Still, the measure of any good theory is its ability to make predictions. There are, of course, other ways to tell the story of America. If Maçães’s understanding of America were accurate, what might we expect to see? Since the book’s publication, the headlines have been in Macaes’s favor: A president whose priority in the middle of a national health crisis was keeping up appearances; An emerging form of politics labeled already in the press as the “successor ideology”; Dynamism and creativity in our tech sector while long-standing institutions decline. The trends Maçães picks up on have only been exacerbated in recent years.

But if History Has Begun is most right about one thing, it is that America’s trajectory is by no means certain. Surely all of us living in 2020 can attest to that. Labeling the United States as solely in decline ignores many of the countervailing forces at play. And historically, at least, “great civilizations have always lasted much longer.”

There is also a stunning amount of intuitional truth to be found in the idea that our crises are amplified by our obsession with media. The whole of America is now Hollywood; each of us is free to create our own private world, our own customized escape from the boring tedium of reality. As Milton writes in Paradise Lost, “The mind is its own place, and in itself can make a heaven of hell, a hell of heaven.” For some, to escape reality might be getting caught up in the drama of fighting a fascist president. For others, perhaps it is reclaiming a national heritage out from the clutches of anarchists. Are these bespoke fairytales the beginnings of our postliberal paradise?

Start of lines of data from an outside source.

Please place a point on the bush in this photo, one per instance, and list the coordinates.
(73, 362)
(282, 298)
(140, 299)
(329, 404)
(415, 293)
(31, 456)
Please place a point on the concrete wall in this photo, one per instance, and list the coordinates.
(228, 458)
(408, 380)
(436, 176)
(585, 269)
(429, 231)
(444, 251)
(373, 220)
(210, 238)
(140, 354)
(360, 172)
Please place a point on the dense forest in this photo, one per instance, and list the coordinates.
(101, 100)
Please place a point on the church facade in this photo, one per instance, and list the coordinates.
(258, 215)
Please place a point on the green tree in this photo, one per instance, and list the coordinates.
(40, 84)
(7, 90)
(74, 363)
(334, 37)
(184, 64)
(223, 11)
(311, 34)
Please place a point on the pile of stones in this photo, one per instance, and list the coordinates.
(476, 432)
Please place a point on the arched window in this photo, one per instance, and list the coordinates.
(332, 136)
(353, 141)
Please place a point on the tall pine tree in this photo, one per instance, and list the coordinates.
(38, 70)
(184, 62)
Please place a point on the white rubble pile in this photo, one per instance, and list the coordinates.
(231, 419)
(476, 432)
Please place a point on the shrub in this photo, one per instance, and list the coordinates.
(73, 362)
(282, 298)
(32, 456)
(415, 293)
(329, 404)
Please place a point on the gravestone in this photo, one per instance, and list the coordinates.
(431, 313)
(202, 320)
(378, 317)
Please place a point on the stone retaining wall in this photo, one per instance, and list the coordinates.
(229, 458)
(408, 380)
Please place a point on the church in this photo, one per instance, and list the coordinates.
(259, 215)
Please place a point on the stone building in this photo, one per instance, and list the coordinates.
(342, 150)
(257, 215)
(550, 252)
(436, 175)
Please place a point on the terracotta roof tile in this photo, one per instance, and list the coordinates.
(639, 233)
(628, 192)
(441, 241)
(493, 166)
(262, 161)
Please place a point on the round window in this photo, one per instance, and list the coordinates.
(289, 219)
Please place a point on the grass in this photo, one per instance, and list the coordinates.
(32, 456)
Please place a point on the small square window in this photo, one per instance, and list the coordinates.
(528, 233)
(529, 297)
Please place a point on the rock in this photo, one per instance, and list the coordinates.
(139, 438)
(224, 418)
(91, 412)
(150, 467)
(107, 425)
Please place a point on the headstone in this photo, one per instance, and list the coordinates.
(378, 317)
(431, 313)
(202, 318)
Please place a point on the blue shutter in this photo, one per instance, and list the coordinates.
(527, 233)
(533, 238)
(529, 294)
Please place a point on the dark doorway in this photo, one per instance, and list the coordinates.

For now, it is hard to say. Most of us, myself included, still hold to the “End of History.” Straying from our liberal norms and values certainly does not feel like transcendence. Imagining our current struggles as anything other than decline is difficult at times, seemingly impossible at others. Yet even if Maçães is wrong about the trajectory of the future, History Has Begun offers a powerful theory for understanding our current American moment, one rooted in a far too-often overlooked history. His words are a timely reminder that America’s path is unpredictable and that what seems to us to be the approach of a definite, turbulent end is often just the beginning of a new phase in our Great Experiment.